What is a Blue Moon?
I am pretty sure you’ve heard the phrase, “until a blue moon” or “once a blue moon”. It developed in the 19th century, meaning ‘never’, or at least ‘extremely unlikely’. It’s been now and then used in titles of many songs and UF novels among other things because let’s face it, the idea is visually attractive. Is a blue moon just a fiction or a metaphor? You might be surprised but, after all, blue moons do occur still the whole matter is a bit tricky.
There are in fact two definitions for a blue moon. According to the more recent definition, a blue moon is the second full moon in a calendar month. For a blue moon to occur, the first of the full moons must appear at or near the beginning of the month so that the second will fall within the same month (the average span between two moons is 29.5 days). The full Moon on Aug. 31, 2012, was an example of this type of blue moon – it was the second full moon in one month.
The older definition, which is recorded in early issues of the Maine Farmer’s Almanac, states that the blue moon is the third full moon in a season that has four full moons. Why would one want to identify the third full moon in a season of four full moons? The answer is complex, and has to do with the Christian ecclesiastical calendar.
Today we usually mark the beginning of the seasons when the Sun’s celestial longitude passes 0° (spring), 90° (summer), 180° (autumn), and 270° (winter). The Sun appears to move along the ecliptic at a variable rate because of the Earth’s not-quite-circular orbit, so the seasons defined this way are not equal in duration. Another approach uses the dynamical mean Sun or fictitious mean Sun — imaginary bodies that move along the ecliptic and the celestial equator, respectively, at a constant rate and produces seasons of equal length. The Maine almanac defines the seasons using this alternative method.
The almanac also follows certain rules laid down as part of the Gregorian calendar reform in 1582. The ecclesiastical vernal (spring) equinox always falls on March 21st, regardless of the position of the Sun. Lent begins on Ash Wednesday, 46 days before Easter, and must contain the Lenten Moon, considered to be the last full Moon of winter. The first full Moon of spring is called the Egg Moon (or Easter Moon, or Paschal Moon) and must fall within the week before Easter.
Some years have an extra full moon—13 instead of 12. Since the identity of the moons was important in the ecclesiastical calendar (the Paschal Moon, for example, used to be crucial for determining the date of Easter), a year with a 13th moon skewed the calendar, since there were names for only 12 moons. By identifying the extra, 13th moon as a blue moon, the ecclesiastical calendar was able to stay on track.
How Often Does a Blue Moon Occur?
Over the next 20 years there will be about 15 blue moons, with an almost equal number of both types of blue moons occurring. No blue moon of any kind will occur in the years 2014, and 2017.
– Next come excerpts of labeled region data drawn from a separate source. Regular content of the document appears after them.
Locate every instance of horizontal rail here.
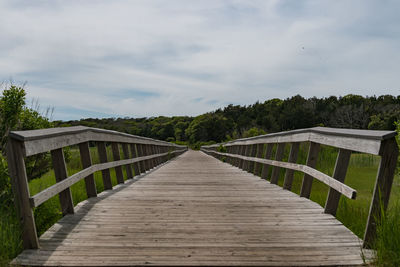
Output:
[10,126,185,157]
[204,127,396,155]
[7,126,187,249]
[206,150,357,199]
[201,127,399,247]
[30,150,183,208]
Two full moons in one month may occur in any month out of the year except for February, which is shorter than the lunar cycle.
The other, older blue moon event, which happens when there are four full moons in a season, last occurred in May 2008 and on Nov. 21, 2010. Since this type of blue moon is reckoned according to the seasons, it can only happen in certain months – February, May, August, or November, about a month before the equinox or the solstice.
Why is the third full Moon identified as the extra one in a season with four? Because only then will the names of the other full Moons, such as the Moon Before Yule and the Moon After Yule, fall at the proper times relative to the solstices and equinoxes.
Once in a Blue Moon
“Blue moon” appears to have been a colloquial expression long before it developed its calendrical senses. According to the Oxford English Dictionary, the first reference to a blue moon comes from a proverb recorded in 1528:
We must believe that it is true.
Saying the moon was blue was equivalent to saying the moon was made of green (or cream) cheese; it indicated an obvious absurdity. In the 19th century, the phrase until a blue moon developed, meaning “never.” The phrase, once in a blue moon today has come to mean “every now and then” or “rarely”—whether it gained that meaning through association with the lunar event remains uncertain.
(Information Please® Database, © 2007 Pearson Education, Inc. All rights reserved.)
Can the Moon really turn blue?
Yes it can turn blue, in the eye of the beholder of course, but not everywhere and it can be seldom witnessed.
For example in 1883, an Indonesian volcano named Krakatoa exploded. Scientists liken the blast to a 100-megaton nuclear bomb. Fully 600 km away, people heard the noise as loud as a cannon shot. Plumes of ash rose to the very top of Earth’s atmosphere and it was the reason why the moon temporarily turned blue. Some of the ash-clouds were filled with particles about 1 micron (one millionth of a meter) wide – the right size to strongly scatter red light, while allowing other colors to pass. White moonbeams shining through the clouds emerged blue, and sometimes green.
So, will you ever see a blue moon? In astronomical terms, it is quite possible. If you hope to see a full moon which is the actual color blue, that is less likely unless you live in a country with an active volcano or with a forest fire season.